Friday, September 30, 2011

UK regulator Adair Turner questions if macro-prudential regulation will work

In a Reuter's article, Adair Turner, who sits on the UK's Financial Policy Committee which is responsible for macro-prudential regulation and is the chairman of the UK's Financial Services Authority, questions whether too much is expected of macro-prudential regulation.  The goal of macro-prudential regulation is to reduce the extremes of the credit cycle.

Under the FDR Framework, not a lot is expected of macro-prudential regulatory authorities.

Governments are responsible for ensuring that market participants have access to all the useful, relevant information in an appropriate, timely manner.  Market participants are responsible for all gains and losses on their exposures and therefore have an incentive to use this information in assessing the risk of their exposures.

With the responsibility for all losses, market participants have an incentive to not have a larger exposure in any area than they can afford to lose.  As a result, the peak of the credit cycle should be lower.

With the responsibility for all gains, market participants have an incentive to increase their exposure when risk is low relative to returns.  As a result, the trough of the credit cycle should be higher.

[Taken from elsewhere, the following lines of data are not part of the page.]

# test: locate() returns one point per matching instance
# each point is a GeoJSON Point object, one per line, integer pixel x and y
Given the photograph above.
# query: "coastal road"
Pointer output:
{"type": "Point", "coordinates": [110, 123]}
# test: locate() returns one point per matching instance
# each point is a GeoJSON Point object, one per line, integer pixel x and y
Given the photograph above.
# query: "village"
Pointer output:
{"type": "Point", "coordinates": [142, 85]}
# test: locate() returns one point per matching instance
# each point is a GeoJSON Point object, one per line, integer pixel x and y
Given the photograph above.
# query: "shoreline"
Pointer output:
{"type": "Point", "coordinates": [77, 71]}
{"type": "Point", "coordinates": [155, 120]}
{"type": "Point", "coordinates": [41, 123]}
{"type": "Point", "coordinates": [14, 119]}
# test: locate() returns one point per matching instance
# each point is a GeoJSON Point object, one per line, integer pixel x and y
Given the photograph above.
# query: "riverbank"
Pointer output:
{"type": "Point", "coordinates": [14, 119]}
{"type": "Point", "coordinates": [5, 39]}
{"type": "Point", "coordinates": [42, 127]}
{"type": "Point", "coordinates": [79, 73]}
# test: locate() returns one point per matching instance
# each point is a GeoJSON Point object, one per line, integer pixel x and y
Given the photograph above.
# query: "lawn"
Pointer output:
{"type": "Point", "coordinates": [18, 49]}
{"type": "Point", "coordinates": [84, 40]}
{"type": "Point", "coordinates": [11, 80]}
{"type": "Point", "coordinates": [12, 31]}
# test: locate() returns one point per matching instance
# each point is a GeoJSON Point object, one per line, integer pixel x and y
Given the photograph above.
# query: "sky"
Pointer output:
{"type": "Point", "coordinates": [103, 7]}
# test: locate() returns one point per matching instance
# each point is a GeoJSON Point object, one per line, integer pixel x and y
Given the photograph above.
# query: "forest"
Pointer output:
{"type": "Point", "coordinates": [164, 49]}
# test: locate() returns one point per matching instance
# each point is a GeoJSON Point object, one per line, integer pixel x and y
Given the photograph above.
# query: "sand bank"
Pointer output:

Potentially, macro-prudential regulatory authorities could step in if they think that market participants are mis-pricing risk (at the peak and trough of the credit cycle).
The financial regulator cautioned on Thursday not to expect too much from a new breed of watchdog that seeks to spot and tackle system-wide risks before they destabilise markets.... 
"We should be very cautious of expecting too much of macro-prudential policy: if it manages to dampen excesses of the upswing of the credit cycle, that in itself will be a major achievement, making future downswings less harmful," Financial Services Authority Chairman Adair Turner said.... 
Turner said in a speech at Southampton University it was a more difficult question whether macro-prudential policy could actually help revive the economy. 
"A crucial issue at this point in the cycle is, therefore, whether macro-prudential policy has a role to play in stimulating rather than constraining credit supply and demand, whether it can be used to 'push' as well as to 'pull'," Turner said. 
Turner said the FPC would have to become far more involved in judging the "socially optimal" level of credit at the more micro sectoral level, as he was "not very confident" that market mechanisms can get it right. 
Regulators also need to take further action to curb risks from newer areas in the financial system such as structured securitised credit and trading, Turner said.